What this means for media monitoring
Media monitoring is a form of automated content analysis and therefore falls within the scope of the TDM rules. Lawful monitoring thus means two things: capturing only lawfully accessible content — and evaluating and observing declared reservations of use.
The position of mediaintel
mediaintel captures content from lawfully accessible, vetted sources, evaluates and observes declared and machine-readable reservations of use, and carries traceable source and licence information with every item. Its own, reverse reservation for the content of this website is documented in the TDM reservation.

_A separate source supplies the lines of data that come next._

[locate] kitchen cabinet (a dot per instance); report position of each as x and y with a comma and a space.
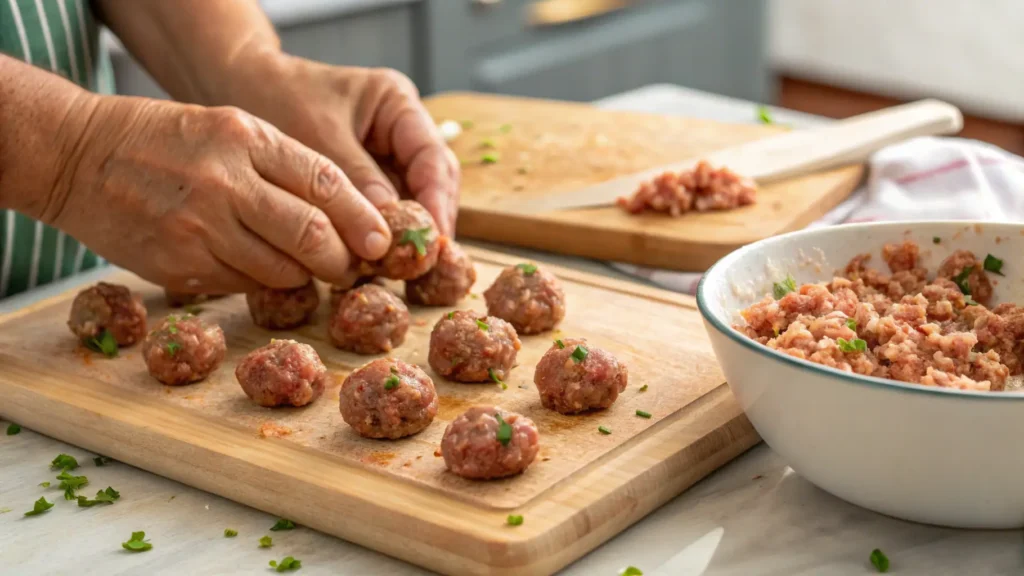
567, 49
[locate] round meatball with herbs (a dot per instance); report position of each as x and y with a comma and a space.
388, 399
487, 442
448, 282
108, 316
415, 242
573, 376
283, 373
369, 320
468, 346
283, 310
184, 348
526, 296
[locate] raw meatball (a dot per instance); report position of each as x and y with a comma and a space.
283, 310
369, 320
414, 242
472, 447
568, 384
388, 398
448, 282
467, 346
183, 350
282, 373
527, 297
108, 307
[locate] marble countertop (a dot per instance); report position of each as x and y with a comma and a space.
753, 517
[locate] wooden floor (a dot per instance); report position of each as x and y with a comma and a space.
840, 103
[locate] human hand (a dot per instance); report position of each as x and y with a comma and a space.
209, 199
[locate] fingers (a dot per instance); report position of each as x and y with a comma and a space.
310, 176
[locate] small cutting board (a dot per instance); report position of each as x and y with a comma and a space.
544, 147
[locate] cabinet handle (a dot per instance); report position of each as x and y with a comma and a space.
557, 12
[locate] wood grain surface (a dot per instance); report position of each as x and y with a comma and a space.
395, 496
543, 147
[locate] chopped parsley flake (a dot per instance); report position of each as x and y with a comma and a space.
104, 344
39, 507
417, 238
855, 344
580, 354
993, 264
527, 270
880, 561
283, 524
780, 289
287, 564
137, 543
64, 462
504, 429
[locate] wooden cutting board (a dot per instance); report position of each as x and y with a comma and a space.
545, 146
396, 497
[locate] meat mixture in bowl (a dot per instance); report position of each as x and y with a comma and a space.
905, 326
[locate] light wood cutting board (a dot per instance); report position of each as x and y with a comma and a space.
546, 146
395, 497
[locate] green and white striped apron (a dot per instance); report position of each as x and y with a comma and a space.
60, 36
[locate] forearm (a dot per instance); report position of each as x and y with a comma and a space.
200, 51
42, 118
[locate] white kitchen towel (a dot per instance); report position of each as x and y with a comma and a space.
925, 178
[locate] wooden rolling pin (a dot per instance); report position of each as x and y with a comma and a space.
785, 156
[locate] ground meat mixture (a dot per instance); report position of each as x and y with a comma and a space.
108, 307
389, 399
467, 346
700, 189
487, 442
183, 348
572, 376
283, 310
369, 320
901, 326
448, 282
282, 373
526, 296
415, 243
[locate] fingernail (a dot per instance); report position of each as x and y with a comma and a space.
377, 245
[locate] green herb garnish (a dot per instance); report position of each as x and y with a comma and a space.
780, 289
287, 564
580, 354
527, 270
64, 462
137, 543
417, 238
855, 344
104, 344
504, 430
39, 507
880, 561
283, 524
992, 264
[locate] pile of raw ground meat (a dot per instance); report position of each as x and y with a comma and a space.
902, 326
700, 189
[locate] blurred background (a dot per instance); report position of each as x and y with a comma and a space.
832, 57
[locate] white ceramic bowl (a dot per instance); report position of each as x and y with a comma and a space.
926, 454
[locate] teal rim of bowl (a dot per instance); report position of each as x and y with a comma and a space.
826, 370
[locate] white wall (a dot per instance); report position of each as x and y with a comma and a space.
970, 52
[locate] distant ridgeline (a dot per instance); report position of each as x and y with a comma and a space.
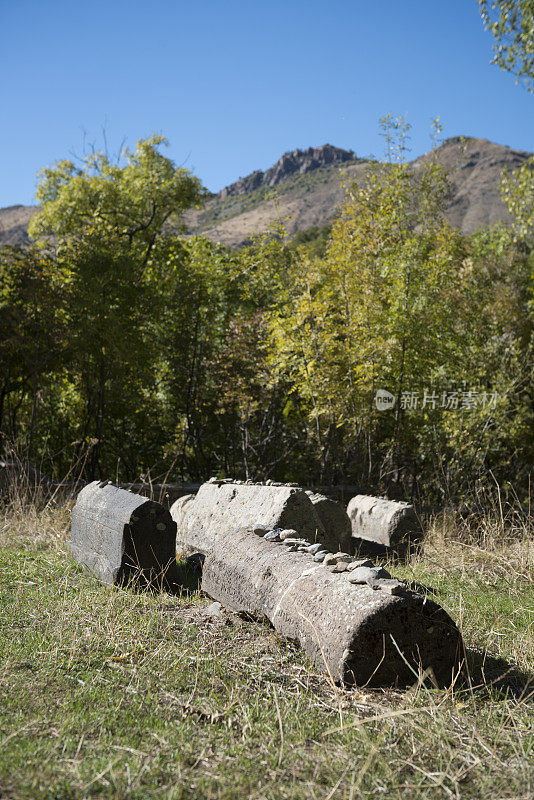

Frequently asked questions
What is a TDM reservation?
A TDM reservation (opt-out) is a rightholder's declaration that their content may not be used for text and data mining. Under Art. 4 of the DSM Directive and §44b UrhG (Copyright Act), TDM is permitted in principle, provided the rightholder has not declared such a reservation — for works available online, it must be machine-readable.
What does §44b UrhG regulate?
§44b of the German Copyright Act (UrhG) implements Art. 4 of the DSM Directive and permits reproductions for text and data mining. Uses are permitted as long as the rightholder has not reserved them; for works available online, the reservation must be made in machine-readable form. In Austria, the corresponding provision is found in §42h(6) öUrhG.
How does lawful media monitoring respect reservations of use?
By capturing only lawfully accessible content, evaluating and observing declared and machine-readable reservations of use, and carrying traceable source and licence information with every item. Content with a declared reservation is not used for mining purposes.